Stilgar, the leader of the Fremen tribe that Paul stays with, is played by Javier Bardem. He’s Spanish, but rather Arabesque.
So perhaps they’re doing a thing where the Fremen are generically darkish, in order to meet the diversity quota.
Josh Brolin looks great as Gurney Halleck.
I wouldn’t have chosen Jason Momoa for Duncan Idaho. There is no narrative excuse for that, and this is absolutely “brown-washing” of a white character.
But, whatever. I’m sure Momoa is a capable action star. (Duncan is the only character from the Dune stories who appears in all six books, so he would effectively be the person carrying the franchise, if this film were to spawn a franchise. But don’t worry – it’s not going to spawn a franchise.)
Paul himself is played by a dopey nerd, Timothee Chalamet. I guess they’re going for an emo sort of thing here.
That’s okay.
Overall, I’m not bothered by the castings.
Aside from the aesthetic decision to add a bit of vibrancy, the film is likely to be the best conceivable adaptation of the book, at least in terms of the aesthetics. It’s impossible to fit this story into a two hour film, and the trailer appears to show a part of the battle of Arrakis which takes place at the end of the book, so they are jamming the entire story in that two hours. It is unlikely that the film will make any sense to people who haven’t read the book, because the best they can hope to do is just deliver random bits, effectively making a montage of scenes from the book, which will probably be tied together more thematically than narratively. It will be an acid trip type experience.

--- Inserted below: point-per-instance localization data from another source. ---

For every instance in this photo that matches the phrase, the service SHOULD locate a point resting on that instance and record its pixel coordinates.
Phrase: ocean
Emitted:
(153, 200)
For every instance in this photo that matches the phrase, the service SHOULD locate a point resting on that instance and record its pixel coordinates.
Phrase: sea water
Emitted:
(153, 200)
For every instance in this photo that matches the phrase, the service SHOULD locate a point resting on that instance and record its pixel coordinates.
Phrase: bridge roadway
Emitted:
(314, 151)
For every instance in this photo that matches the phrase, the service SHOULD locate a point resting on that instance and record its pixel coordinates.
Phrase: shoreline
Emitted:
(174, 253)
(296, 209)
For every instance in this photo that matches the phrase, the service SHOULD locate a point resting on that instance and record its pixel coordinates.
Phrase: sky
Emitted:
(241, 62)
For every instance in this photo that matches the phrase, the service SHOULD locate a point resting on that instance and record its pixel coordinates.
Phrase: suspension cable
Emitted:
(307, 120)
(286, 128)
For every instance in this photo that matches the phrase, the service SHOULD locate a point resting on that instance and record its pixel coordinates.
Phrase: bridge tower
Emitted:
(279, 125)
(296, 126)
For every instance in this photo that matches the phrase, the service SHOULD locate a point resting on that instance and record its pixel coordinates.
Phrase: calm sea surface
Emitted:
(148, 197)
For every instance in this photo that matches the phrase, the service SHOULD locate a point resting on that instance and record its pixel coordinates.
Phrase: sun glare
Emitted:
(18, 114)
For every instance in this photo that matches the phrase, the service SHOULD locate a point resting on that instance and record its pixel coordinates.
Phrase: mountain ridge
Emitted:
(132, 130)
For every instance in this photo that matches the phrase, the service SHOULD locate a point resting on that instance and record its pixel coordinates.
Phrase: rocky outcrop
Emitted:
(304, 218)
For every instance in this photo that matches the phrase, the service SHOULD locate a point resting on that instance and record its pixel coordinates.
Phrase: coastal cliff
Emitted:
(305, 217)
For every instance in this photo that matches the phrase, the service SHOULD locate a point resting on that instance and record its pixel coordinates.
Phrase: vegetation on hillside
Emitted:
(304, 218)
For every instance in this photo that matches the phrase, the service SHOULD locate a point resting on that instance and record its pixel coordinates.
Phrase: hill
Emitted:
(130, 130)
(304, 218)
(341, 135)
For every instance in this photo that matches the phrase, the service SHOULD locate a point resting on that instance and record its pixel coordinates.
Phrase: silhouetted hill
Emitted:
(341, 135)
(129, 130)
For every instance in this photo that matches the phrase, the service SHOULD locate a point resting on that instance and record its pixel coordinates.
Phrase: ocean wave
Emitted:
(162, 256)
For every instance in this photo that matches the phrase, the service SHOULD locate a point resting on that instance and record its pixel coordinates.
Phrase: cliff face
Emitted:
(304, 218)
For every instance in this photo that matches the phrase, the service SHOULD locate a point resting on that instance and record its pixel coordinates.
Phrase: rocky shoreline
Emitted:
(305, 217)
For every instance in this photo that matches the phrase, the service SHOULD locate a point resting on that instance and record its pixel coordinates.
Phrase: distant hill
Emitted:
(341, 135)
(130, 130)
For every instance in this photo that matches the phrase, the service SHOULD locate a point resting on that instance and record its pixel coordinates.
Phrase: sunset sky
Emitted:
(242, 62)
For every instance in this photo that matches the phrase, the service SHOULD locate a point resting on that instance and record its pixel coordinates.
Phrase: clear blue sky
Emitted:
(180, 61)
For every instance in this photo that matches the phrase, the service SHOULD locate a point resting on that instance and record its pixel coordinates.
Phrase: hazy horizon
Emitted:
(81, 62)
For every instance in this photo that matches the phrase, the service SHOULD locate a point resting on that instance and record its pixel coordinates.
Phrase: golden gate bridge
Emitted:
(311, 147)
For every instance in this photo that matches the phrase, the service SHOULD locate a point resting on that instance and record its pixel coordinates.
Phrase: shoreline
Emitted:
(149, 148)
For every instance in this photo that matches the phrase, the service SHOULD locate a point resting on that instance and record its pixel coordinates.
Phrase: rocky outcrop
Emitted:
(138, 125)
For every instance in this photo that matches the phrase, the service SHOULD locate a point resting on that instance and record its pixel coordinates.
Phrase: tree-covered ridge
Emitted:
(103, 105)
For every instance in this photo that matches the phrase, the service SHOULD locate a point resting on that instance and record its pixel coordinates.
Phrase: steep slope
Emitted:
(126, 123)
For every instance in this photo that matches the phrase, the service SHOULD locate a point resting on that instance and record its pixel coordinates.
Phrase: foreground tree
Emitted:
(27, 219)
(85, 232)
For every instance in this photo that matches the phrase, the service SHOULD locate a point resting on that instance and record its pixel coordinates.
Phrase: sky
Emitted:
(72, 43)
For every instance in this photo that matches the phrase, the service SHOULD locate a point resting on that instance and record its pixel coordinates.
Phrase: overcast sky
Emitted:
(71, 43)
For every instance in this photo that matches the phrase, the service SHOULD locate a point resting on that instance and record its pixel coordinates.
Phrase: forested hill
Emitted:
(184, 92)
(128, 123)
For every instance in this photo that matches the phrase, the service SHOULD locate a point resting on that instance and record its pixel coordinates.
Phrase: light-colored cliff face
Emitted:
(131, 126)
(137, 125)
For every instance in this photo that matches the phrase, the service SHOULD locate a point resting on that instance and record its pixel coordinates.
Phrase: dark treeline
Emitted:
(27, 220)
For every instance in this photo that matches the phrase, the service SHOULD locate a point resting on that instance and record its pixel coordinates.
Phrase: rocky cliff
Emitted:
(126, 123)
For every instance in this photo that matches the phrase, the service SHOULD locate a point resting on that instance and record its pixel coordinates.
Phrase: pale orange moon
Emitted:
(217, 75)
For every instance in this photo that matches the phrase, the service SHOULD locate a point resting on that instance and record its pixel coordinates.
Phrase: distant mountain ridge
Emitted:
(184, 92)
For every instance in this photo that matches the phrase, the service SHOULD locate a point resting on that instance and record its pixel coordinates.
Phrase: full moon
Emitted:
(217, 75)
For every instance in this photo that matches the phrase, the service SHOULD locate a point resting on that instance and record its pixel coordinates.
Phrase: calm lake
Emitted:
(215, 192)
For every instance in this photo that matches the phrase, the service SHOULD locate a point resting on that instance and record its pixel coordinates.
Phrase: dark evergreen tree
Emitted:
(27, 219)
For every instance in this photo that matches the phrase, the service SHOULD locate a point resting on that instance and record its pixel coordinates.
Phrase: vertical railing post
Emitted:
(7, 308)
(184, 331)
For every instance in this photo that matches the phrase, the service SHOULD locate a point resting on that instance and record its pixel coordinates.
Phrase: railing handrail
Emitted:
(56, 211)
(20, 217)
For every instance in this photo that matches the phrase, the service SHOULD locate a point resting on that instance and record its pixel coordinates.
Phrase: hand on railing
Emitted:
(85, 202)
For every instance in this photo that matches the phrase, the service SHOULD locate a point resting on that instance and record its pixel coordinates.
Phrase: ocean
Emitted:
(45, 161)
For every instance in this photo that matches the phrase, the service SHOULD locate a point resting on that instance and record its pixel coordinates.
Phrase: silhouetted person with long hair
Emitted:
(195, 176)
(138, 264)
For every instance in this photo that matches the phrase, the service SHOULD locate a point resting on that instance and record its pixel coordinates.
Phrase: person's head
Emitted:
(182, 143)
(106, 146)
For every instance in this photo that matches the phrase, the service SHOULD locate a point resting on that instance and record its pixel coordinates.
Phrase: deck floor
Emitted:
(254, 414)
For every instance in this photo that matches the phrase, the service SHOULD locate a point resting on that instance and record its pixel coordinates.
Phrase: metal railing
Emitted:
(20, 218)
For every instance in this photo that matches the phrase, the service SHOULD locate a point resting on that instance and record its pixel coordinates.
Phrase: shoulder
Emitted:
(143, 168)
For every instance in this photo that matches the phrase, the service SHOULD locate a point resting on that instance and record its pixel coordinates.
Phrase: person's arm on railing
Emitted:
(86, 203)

The trailer does not even attempt to convince the viewer that this is a standard action film, despite the fact that that would have been the easy way out for the studio. Again, the book has the trappings of a teen adventure novel, and you could absolutely tell that story without attempting to tackle the depth of the book. Or, you could trick them with a trailer that presented a skewed image of the film.
The trailer is a series of extraordinary aesthetic images pulled from only the best concept artists set to a Hans Zimmer arrangement of Pink Floyd’s “Eclipse.” The trailer does not attempt to deliver a plot summary, as trailers tend to do, and instead communicates massive, majestic scale and mystery. It communicates that this is going to be a full-on psychedelic, esoteric take on the story. The visuals are exactly what I pictured in my mind in reading the book as a youth.
If these were normal times, I would predict that this would be the biggest box office failure of all time. Normies simply will not be interested in this film.
Luckily, we are in the age of the coronavirus. The trailer ends with the claim that it will be in theaters.
It is scheduled for release on December 18th.
Movie theaters are almost certainly gone forever.
If they are ever a part of the culture again, it will not be on December 18th.
Presumably, the film will have to be released on some streaming service. It’s distributed by Warner Brothers, which owns HBO, so I suspect that is how they will distribute it. Disney has been releasing theatrical films on their streaming service. They are charging $30 for Mulan, which actually seems insane and I can’t really imagine anyone paying that much money for what amounts to a home video rental.
Streaming services do not release public numbers, so no one will ever know how much money Dune lost.